Je crois que c'était un homme d'une grande intelligence, d'un grand flair, sans être un intellectuel. Je parle avec prudence mais c'était un homme qui sentait et passait les choses. L'intelligence par l'émotion et par la sensualité, par la perception vivante et pas absolument sèche des choses. Quand il parlait de funambulisme, il tapait au bon endroit de même que, quand il parlait de musique, il tapait sur la note juste. Il faisait partie de ces quelques êtres hors série, hors temps j'allais dire mais non il était bien de son temps, qui avait cette espèce de rayonnement de l'intelligence et cette faculté de compréhension immédiate des êtres, des choses, de la non-authenticité des êtres et où se trouvait la vérité des choses.

Quand vous dites être mort à soi-même pour le funambule est-ce aussi le cas pour le comédien quand il entre sur scène ?

Pierre Constant : Oui, il faudrait. Il y a plusieurs façons de faire du théâtre. Pour moi évidemment oui. Si j'ai choisi ce texte, si j'ai voulu le mettre à la scène, et s'il est quotidiennement là, dans mes pattes, si j'ose dire, c'est qu'il représente pour moi tout ce que je voudrais atteindre, et que je n'atteins jamais évidemment car c'est trop difficile. C'est quelque chose qui court devant moi, qui est au bout de la ligne d'horizon sans l'atteindre. Ne pas arriver, j'allais dire n'est pas grave mais si c'est grave, et le plus important est la marche vers elle, la tentative, l'utopie insaisissable. Un peu comme les grands mythes du théâtre, des personnages comme Don Giovanni que l'on n'atteint jamais et qui ne s'atteignent jamais eux-mêmes.

Et je crois que Jean Genet, dans sa relation au théâtre et dans son propre théâtre, a couru comme il le dit après une image dans une sorte de palais de miroirs où l'image se répercutait et où il était un peu comme un éléphant dans un magasin de porcelaine. A la fois, il avançait avec délicatesse et il cassait les miroirs sans parvenir à aller où il voulait, c'est-à-dire dans un endroit absolument impossible à atteindre. Dans ses premiers écrits, avant même qu'il ne soit connu en 1943, il écrit à son ami François Saintin qu'il a écrit des scenarii et des pièces qu'il appelle "mon théâtre impossible". Peut-être cela résume-t-il tout.

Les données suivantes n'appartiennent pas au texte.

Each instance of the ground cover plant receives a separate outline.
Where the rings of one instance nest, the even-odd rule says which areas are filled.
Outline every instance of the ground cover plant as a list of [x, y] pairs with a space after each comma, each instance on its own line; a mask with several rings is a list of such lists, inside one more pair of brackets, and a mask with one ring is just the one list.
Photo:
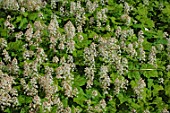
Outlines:
[[0, 111], [169, 113], [168, 0], [0, 0]]

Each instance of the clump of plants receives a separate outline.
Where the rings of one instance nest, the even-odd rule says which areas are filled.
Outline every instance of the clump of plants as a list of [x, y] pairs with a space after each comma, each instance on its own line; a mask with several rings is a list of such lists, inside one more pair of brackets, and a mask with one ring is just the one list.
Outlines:
[[0, 111], [169, 113], [169, 7], [1, 0]]

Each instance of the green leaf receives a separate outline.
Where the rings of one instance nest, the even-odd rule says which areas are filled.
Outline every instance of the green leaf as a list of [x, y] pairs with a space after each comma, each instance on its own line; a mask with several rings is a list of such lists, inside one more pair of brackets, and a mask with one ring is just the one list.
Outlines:
[[122, 104], [123, 102], [127, 101], [127, 100], [126, 100], [126, 97], [125, 97], [122, 93], [119, 93], [119, 94], [117, 95], [117, 97], [118, 97], [118, 99], [119, 99], [119, 101], [120, 101], [120, 104]]
[[133, 79], [133, 78], [139, 79], [140, 78], [139, 71], [138, 70], [134, 70], [134, 71], [132, 70], [131, 72], [128, 73], [128, 78], [130, 78], [130, 79]]
[[148, 88], [150, 89], [154, 84], [153, 84], [153, 79], [147, 79], [148, 80]]
[[1, 29], [1, 36], [7, 37], [8, 36], [8, 31], [6, 29]]
[[26, 113], [25, 108], [22, 108], [20, 113]]
[[19, 24], [19, 29], [25, 29], [26, 28], [26, 26], [27, 26], [27, 24], [28, 24], [28, 20], [27, 20], [27, 18], [23, 18], [22, 20], [21, 20], [21, 22], [20, 22], [20, 24]]
[[4, 18], [0, 18], [0, 26], [3, 26], [3, 25], [4, 25], [4, 21], [5, 21]]
[[[169, 75], [170, 75], [170, 72], [169, 72]], [[170, 97], [170, 90], [169, 90], [170, 80], [169, 79], [165, 80], [164, 84], [165, 84], [165, 94]]]
[[134, 88], [134, 87], [136, 87], [136, 82], [135, 82], [134, 80], [132, 80], [132, 81], [130, 82], [130, 85], [132, 86], [132, 88]]
[[57, 111], [57, 106], [52, 107], [51, 113], [56, 113]]
[[170, 71], [169, 71], [169, 72], [167, 72], [167, 77], [168, 77], [168, 78], [170, 78]]
[[80, 106], [84, 106], [84, 102], [86, 100], [85, 98], [85, 94], [83, 92], [83, 89], [81, 87], [77, 87], [79, 93], [78, 95], [73, 99], [73, 102], [76, 102], [77, 104], [79, 104]]
[[147, 98], [151, 98], [152, 97], [152, 90], [147, 89], [145, 94], [146, 94]]
[[63, 98], [62, 103], [63, 103], [64, 107], [67, 107], [68, 106], [68, 98]]
[[16, 54], [14, 52], [11, 53], [12, 57], [16, 57]]
[[31, 46], [29, 46], [29, 47], [30, 47], [30, 50], [32, 50], [32, 51], [35, 51], [35, 50], [36, 50], [36, 46], [31, 45]]
[[9, 108], [4, 110], [5, 113], [12, 113]]
[[42, 105], [39, 107], [39, 109], [38, 109], [38, 111], [37, 111], [37, 113], [43, 113], [43, 107], [42, 107]]
[[159, 103], [159, 106], [162, 105], [162, 97], [156, 97], [152, 104], [158, 104]]
[[74, 79], [74, 86], [83, 86], [86, 83], [86, 79], [81, 76], [76, 76]]
[[118, 75], [116, 74], [116, 73], [112, 73], [111, 75], [110, 75], [110, 78], [111, 78], [111, 82], [112, 83], [114, 83], [114, 81], [116, 80], [116, 78], [118, 77]]
[[111, 22], [112, 22], [113, 24], [116, 23], [116, 18], [115, 18], [115, 17], [110, 17], [110, 19], [111, 19]]
[[31, 103], [31, 102], [32, 102], [32, 97], [26, 96], [25, 103]]
[[21, 22], [22, 21], [22, 16], [17, 16], [17, 19], [14, 23], [18, 23], [18, 22]]
[[144, 76], [147, 77], [147, 78], [158, 77], [158, 72], [157, 72], [157, 70], [144, 71], [143, 74], [144, 74]]
[[20, 105], [23, 104], [23, 103], [25, 103], [25, 96], [24, 96], [24, 95], [19, 95], [19, 96], [18, 96], [18, 101], [19, 101], [19, 104], [20, 104]]
[[83, 106], [83, 103], [85, 102], [85, 100], [86, 100], [86, 98], [81, 95], [77, 95], [77, 97], [75, 97], [73, 99], [73, 101], [76, 102], [77, 104], [79, 104], [80, 106]]
[[7, 49], [18, 51], [18, 50], [22, 49], [23, 44], [24, 43], [21, 40], [17, 40], [16, 42], [10, 42], [10, 43], [8, 43]]
[[157, 70], [153, 70], [153, 71], [149, 71], [150, 73], [150, 77], [158, 77], [158, 71]]
[[135, 103], [135, 102], [132, 102], [132, 103], [131, 103], [131, 106], [132, 106], [133, 108], [135, 108], [135, 109], [140, 108], [140, 105], [138, 105], [138, 104]]
[[77, 52], [76, 51], [73, 51], [73, 56], [77, 57]]
[[90, 99], [92, 97], [92, 91], [93, 89], [86, 89], [86, 97]]
[[145, 25], [147, 25], [147, 26], [146, 26], [147, 28], [153, 28], [153, 27], [155, 27], [155, 24], [154, 24], [153, 20], [151, 20], [151, 19], [149, 19], [149, 18], [147, 18], [147, 20], [145, 20]]
[[108, 4], [113, 5], [114, 4], [113, 0], [108, 0]]
[[166, 39], [159, 39], [158, 41], [156, 41], [156, 44], [167, 44], [167, 40]]
[[143, 28], [143, 25], [142, 25], [142, 24], [134, 24], [134, 25], [133, 25], [133, 28], [135, 28], [135, 29], [137, 29], [137, 28], [142, 29], [142, 28]]
[[23, 15], [24, 15], [24, 17], [27, 17], [28, 16], [28, 12], [27, 11], [24, 12]]
[[157, 96], [159, 91], [164, 89], [161, 85], [154, 85], [153, 88], [153, 96]]
[[144, 40], [143, 47], [144, 47], [144, 50], [150, 51], [152, 44]]
[[35, 19], [38, 17], [38, 13], [31, 13], [31, 14], [29, 14], [28, 15], [28, 18], [30, 19], [30, 20], [33, 20], [33, 21], [35, 21]]
[[163, 39], [163, 31], [162, 30], [157, 30], [156, 34], [154, 35], [155, 38]]

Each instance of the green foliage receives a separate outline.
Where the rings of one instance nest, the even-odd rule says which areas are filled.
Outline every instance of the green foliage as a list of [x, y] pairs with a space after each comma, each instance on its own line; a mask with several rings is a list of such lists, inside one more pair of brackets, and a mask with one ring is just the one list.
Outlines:
[[25, 11], [0, 5], [0, 101], [10, 103], [0, 102], [0, 111], [170, 111], [169, 2], [78, 1], [58, 1], [56, 7], [47, 1], [39, 10], [19, 3]]
[[22, 48], [23, 44], [24, 43], [21, 40], [17, 40], [15, 42], [10, 42], [10, 43], [8, 43], [7, 50], [18, 51]]
[[86, 83], [86, 79], [81, 77], [81, 76], [76, 76], [75, 79], [74, 79], [74, 86], [77, 87], [77, 86], [83, 86], [85, 85]]
[[77, 87], [77, 88], [78, 88], [79, 94], [77, 95], [77, 97], [73, 99], [73, 102], [76, 102], [79, 106], [84, 107], [84, 102], [86, 100], [84, 91], [81, 87]]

Et nous, quand nous essayons de l'approcher ou de le mettre sur le théâtre, certains y sont parvenus en partie car même ce qui semblait être réussi absolument ne l'était qu'en partie et de toute façon cela ne satisfaisait jamais Jean Genet, et ça ne pouvait pas le satisfaire puisque c'était impossible. Le théâtre c'est impossible. Nous sommes des papillons qui nous brûlons à cette lumière, pardonnez si l'image est idiote et usée, mais elle est exacte. On se brûle les ailes, du moins le petit bout de plume qu'on a, sans y arriver. Et les plumes repoussent. Notre intérêt est là : s'épuiser pour essayer d'y arriver. Et moi, je m'épuise.

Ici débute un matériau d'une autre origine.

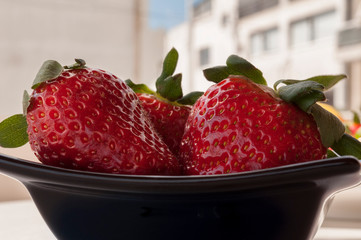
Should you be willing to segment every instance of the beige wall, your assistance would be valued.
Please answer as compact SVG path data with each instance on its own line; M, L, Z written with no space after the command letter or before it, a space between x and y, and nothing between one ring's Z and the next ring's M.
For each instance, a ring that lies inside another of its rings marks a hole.
M147 10L148 0L0 1L0 121L22 112L23 91L47 59L66 65L83 58L121 79L153 85L164 32L148 28ZM28 145L0 153L35 160ZM0 176L0 201L27 196Z

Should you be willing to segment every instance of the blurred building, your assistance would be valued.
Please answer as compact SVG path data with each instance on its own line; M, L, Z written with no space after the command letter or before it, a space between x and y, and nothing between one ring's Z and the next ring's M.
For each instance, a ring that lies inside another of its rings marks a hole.
M269 86L278 79L346 73L328 92L340 110L361 104L360 0L189 1L188 21L171 29L166 49L183 54L187 91L210 84L202 70L237 54L261 69ZM184 54L186 53L186 54Z
M186 91L204 91L211 83L202 70L237 54L261 69L269 86L278 79L346 73L348 79L327 93L329 103L360 110L361 0L200 0L189 1L189 9L188 21L165 41L165 49L181 53ZM360 200L361 188L336 196L323 225L335 230L332 239L345 239L339 229L346 236L361 228Z

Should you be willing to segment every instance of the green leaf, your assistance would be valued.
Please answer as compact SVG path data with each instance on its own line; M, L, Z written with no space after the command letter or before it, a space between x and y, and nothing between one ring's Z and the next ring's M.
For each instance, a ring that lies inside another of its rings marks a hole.
M226 63L230 74L243 75L255 83L267 85L263 73L246 59L237 55L231 55L228 57Z
M64 66L65 69L81 69L86 68L86 62L83 59L75 58L75 63Z
M161 75L158 77L157 82L162 82L164 79L172 76L175 72L178 63L178 51L172 48L163 61L163 69Z
M27 134L26 117L16 114L0 123L0 146L4 148L16 148L29 141Z
M335 153L332 149L327 149L327 158L339 157L337 153Z
M219 83L223 79L228 78L230 73L227 66L216 66L204 69L203 75L208 81Z
M277 87L277 82L275 86ZM313 81L299 81L290 85L280 87L278 95L286 102L298 105L303 111L308 112L309 108L317 101L326 99L324 86Z
M318 104L314 104L310 107L310 113L316 121L320 131L322 144L325 147L331 147L341 139L345 133L345 126L335 115Z
M342 137L331 146L331 149L338 155L352 155L361 159L361 143L349 134L343 134Z
M163 61L162 74L155 82L157 93L167 99L174 102L183 97L182 91L182 74L174 74L174 71L178 63L178 52L175 48L172 48Z
M282 99L285 101L292 101L297 97L308 94L310 91L318 90L323 91L324 86L320 83L314 81L297 81L292 84L286 84L286 86L282 86L277 89L279 81L277 81L274 85L275 90L278 92Z
M182 74L176 74L164 79L161 83L157 83L157 93L166 98L167 100L174 102L183 97L182 91Z
M300 82L317 82L324 87L324 90L328 90L344 78L346 78L346 75L341 74L341 75L320 75L320 76L307 78L304 80L282 79L282 80L278 80L273 85L273 88L277 90L277 86L281 83L285 85L292 85Z
M304 112L309 113L311 106L313 106L318 101L325 101L325 100L326 100L326 96L323 92L313 90L307 95L304 95L299 99L295 99L294 103Z
M23 93L23 114L24 116L26 116L27 112L28 112L28 107L30 105L30 95L29 93L25 90Z
M204 92L191 92L179 99L177 102L183 105L193 105L203 94Z
M318 82L322 84L325 87L325 90L330 89L333 87L336 83L338 83L340 80L347 78L346 75L321 75L321 76L315 76L308 79L305 79L303 81L313 81Z
M64 68L54 60L47 60L40 67L39 72L36 74L32 89L37 88L41 83L57 78Z
M155 92L150 90L147 85L145 84L135 84L132 80L127 79L125 83L136 93L147 93L147 94L154 94Z

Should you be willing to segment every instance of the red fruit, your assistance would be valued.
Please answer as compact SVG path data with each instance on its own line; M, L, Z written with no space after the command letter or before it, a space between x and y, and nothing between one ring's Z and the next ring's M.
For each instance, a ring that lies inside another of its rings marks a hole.
M178 157L184 126L196 99L203 92L191 92L183 96L182 74L174 74L178 62L178 52L172 48L163 62L161 75L157 78L156 91L145 84L135 84L126 80L138 95L156 131L172 153Z
M122 174L179 174L136 94L97 69L63 71L41 83L27 109L28 135L48 165Z
M245 77L211 86L195 103L181 143L188 175L234 173L322 159L313 117Z
M184 126L192 107L161 100L151 94L138 93L137 95L155 130L172 153L177 156L184 133Z

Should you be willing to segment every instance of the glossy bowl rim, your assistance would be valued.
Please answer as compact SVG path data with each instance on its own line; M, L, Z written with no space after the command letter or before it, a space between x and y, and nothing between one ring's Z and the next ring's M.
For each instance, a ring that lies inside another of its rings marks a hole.
M360 161L352 156L328 158L280 167L220 175L159 176L96 173L44 165L0 154L0 173L25 185L123 191L132 193L210 193L312 182L350 174L360 178ZM355 173L358 173L355 175ZM354 180L354 181L360 181ZM247 183L247 185L245 185Z

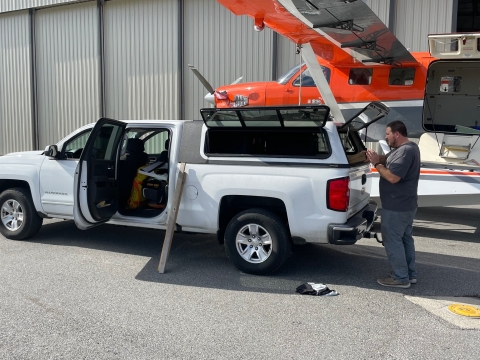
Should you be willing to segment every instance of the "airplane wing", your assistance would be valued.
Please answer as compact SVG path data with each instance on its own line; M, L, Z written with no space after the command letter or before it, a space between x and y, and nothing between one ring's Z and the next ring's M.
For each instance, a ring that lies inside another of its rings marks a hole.
M236 15L248 15L296 44L310 43L334 64L417 63L361 0L217 0Z

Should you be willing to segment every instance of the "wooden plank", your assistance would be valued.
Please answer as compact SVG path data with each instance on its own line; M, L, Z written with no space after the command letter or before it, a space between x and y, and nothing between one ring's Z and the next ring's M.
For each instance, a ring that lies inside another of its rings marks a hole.
M177 184L175 185L175 194L173 195L172 208L170 209L170 214L168 214L165 240L163 241L162 253L160 254L160 262L158 263L158 272L160 274L165 273L168 255L170 254L170 248L172 246L173 233L175 232L175 226L177 223L178 208L180 207L180 201L182 200L183 194L183 185L185 184L185 178L187 177L187 173L185 172L185 165L185 163L180 164Z

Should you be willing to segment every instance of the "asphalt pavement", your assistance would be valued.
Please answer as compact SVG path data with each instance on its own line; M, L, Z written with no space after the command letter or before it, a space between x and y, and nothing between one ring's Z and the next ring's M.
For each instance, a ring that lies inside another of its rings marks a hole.
M0 235L0 359L479 359L480 319L424 304L480 299L480 206L419 209L414 225L418 284L403 290L376 283L389 267L374 239L298 247L253 276L211 235L176 234L165 274L163 231L48 220L29 241ZM339 295L295 294L305 282Z

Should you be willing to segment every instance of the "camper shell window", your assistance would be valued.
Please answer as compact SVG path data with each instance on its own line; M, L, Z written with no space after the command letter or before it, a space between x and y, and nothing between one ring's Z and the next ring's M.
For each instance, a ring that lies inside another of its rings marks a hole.
M324 105L202 109L208 127L205 153L215 156L327 158Z
M391 69L388 77L388 85L413 85L415 68Z
M328 158L331 154L328 136L317 131L222 130L209 129L205 154L215 156L271 156Z
M365 165L367 157L365 156L366 148L356 131L347 129L340 130L340 139L342 140L343 149L347 155L349 164Z

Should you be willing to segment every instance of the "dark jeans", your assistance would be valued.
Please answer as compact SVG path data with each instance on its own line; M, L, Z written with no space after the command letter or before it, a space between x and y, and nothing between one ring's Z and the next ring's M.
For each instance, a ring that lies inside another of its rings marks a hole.
M382 240L395 280L408 282L417 277L415 270L415 244L413 243L412 211L382 209Z

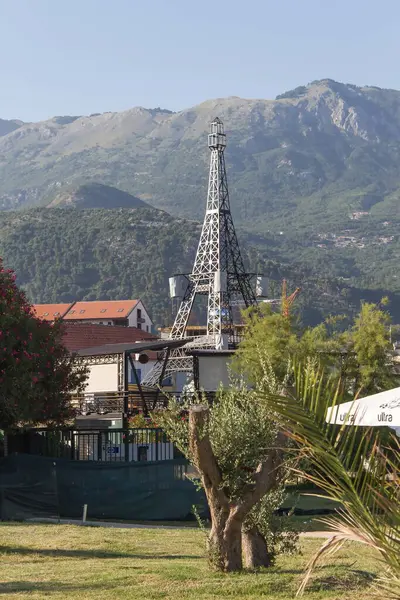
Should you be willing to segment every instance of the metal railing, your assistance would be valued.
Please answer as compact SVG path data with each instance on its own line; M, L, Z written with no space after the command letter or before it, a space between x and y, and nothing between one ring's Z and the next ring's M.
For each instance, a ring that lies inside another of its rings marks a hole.
M138 412L148 413L166 407L169 397L179 397L180 394L157 390L129 391L125 393L87 394L72 398L72 405L77 415L107 413L125 413L135 415Z
M179 451L158 427L136 429L30 429L6 435L7 454L136 462L172 460Z

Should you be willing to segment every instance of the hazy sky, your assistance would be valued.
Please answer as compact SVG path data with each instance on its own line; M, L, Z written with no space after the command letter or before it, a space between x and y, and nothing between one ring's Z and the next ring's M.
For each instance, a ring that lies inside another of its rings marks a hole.
M400 0L0 0L0 118L400 89Z

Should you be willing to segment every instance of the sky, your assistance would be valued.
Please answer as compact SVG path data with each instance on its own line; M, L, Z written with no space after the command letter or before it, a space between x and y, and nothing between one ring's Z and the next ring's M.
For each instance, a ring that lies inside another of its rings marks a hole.
M0 0L0 118L400 89L399 0Z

En corollaire à ce spectacle vous avez conçu une petite exposition, qui se tient dans la toute nouvelle galerie de la Maison de la poésie, par laquelle le spectateur passe pour accéder à la salle Lautréamont dans laquelle vous jouez "Le funambule". Cette exposition, intitulée "Le bleu de l'œil", est consacrée à Jean Genet et comporte des photos, des peintures, des documents dont bon nombre vous appartiennent. Pouvez-vous nous en dire plus ?

Pierre Constant : Je détiens de nombreux documents relatifs à Jean Genet mais ce n'est absolument pas du fétichisme. "Le funambule" comporte de nombreuses déclinaisons sur l'image, le reflet de l'être qui court après son image, ce qui est aussi valable dans la vie. Nous courrons après une image, celle que nous nous faisons, celles que les autres bâtissent de nous. Et ce qui m'a paru intéressant, c'est d'avoir également des images de Jean Genet, qu'il s'agisse de photographies dans des moments un peu "clé" de sa vie et de ses actes, de l'enfance jusqu'à la mort, puisqu'il y a une photo de son tombeau à Larache au Maroc, sur l'océan près de la falaise, ou de portraits, et notamment des premiers portraits.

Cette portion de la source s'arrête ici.